Thanks to Bloomsbury and Netgalley for a sampler of this book.
I was about 20 pages in when I went and bought a full copy. This is much needed reading, for everyone.
The book starts with the author's titular blog post. The preface explains how this is an act of self-preservation - white people are not aware and do not carry the weight of injustice, suffering and discrimination that Eddo-Lodge bears, and so come to these discussion from an unequal place. There cannot be open discussions of racism when white people are unaware of this history, and on the defensive that they do not know what pains have been suffered, and continue to be inflicted.
It only took a few pages into Chapter 1 for me to begin to feel overwhelmed and get a sense of this weight. The prominence of American Civil Rights (combined with Anglophilic devotion to a white idyll of Britannia) means the UK-based race riots, injustice, and activist movements have not got appropriate coverage.
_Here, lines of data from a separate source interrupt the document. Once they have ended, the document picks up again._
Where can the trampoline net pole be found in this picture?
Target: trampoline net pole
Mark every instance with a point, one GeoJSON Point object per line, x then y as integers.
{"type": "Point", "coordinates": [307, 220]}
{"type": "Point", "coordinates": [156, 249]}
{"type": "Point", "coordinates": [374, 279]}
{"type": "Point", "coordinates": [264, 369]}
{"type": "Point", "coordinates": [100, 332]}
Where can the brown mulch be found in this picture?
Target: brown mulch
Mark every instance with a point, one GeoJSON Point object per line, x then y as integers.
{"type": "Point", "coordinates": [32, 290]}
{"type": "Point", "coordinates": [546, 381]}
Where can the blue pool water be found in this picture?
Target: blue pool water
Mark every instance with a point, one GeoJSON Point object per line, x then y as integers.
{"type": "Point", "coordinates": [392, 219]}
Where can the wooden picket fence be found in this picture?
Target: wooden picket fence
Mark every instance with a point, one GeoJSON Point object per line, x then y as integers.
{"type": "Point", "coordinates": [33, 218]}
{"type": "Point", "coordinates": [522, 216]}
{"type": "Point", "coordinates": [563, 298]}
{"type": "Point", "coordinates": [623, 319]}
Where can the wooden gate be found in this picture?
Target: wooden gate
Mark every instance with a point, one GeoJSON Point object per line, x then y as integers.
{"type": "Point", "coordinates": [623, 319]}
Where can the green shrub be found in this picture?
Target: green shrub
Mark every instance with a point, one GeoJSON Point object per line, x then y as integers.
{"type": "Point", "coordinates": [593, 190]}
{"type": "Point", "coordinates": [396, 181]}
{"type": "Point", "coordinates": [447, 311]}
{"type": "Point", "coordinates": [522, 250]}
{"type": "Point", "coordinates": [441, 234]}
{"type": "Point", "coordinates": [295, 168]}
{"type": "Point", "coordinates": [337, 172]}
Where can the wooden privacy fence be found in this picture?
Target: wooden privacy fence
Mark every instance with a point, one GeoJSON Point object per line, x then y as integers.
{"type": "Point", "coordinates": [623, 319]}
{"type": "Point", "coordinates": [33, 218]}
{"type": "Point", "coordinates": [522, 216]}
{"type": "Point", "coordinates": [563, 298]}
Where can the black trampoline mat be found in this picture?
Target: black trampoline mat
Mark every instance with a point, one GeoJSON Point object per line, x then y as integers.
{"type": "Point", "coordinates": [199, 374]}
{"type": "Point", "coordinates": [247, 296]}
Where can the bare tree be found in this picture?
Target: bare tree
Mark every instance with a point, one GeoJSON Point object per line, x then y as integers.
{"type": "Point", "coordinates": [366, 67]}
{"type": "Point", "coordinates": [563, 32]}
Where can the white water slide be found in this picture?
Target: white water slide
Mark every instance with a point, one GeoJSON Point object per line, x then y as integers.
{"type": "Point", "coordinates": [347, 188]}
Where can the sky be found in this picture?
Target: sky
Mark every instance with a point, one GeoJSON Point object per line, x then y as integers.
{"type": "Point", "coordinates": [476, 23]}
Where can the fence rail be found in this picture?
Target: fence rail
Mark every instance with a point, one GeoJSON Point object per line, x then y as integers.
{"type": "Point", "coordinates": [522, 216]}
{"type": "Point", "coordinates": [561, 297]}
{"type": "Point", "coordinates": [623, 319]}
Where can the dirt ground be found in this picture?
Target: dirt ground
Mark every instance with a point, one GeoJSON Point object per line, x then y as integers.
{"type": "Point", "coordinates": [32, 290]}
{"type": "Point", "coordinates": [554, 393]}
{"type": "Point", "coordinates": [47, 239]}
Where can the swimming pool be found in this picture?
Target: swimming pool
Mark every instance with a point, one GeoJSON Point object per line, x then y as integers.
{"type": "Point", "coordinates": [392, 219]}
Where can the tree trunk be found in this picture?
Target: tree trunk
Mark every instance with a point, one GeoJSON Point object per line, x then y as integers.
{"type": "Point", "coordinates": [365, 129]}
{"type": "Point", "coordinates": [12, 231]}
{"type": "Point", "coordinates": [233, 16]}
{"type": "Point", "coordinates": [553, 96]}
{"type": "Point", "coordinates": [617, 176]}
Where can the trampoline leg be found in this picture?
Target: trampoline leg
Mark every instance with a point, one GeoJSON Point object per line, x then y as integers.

I cannot comprehend what it would be like to live through segregation, colour bars, and race riots, to feel ostracised and demonised by my skin, and that's the whole point. This is beyond my comprehension because whiteness blinds us to the experiences of others. I can see why people of colour would not want to talk to me about this, because it's something so alien, so 'in the past', that I don't bring that same faith into it, that this is something that shapes our world. And this is only the Histories chapter I've been able to read so far! (This is not so distant, this is parents and grandparents.)
I found this sampler to be a very confronting look at just how cruel and racist Britain is, and it's something everyone needs to be aware of before entering into discussions on race relations. We can't know where we're going without knowing where we've come from. Because you don't know what happened doesn't mean it didn't.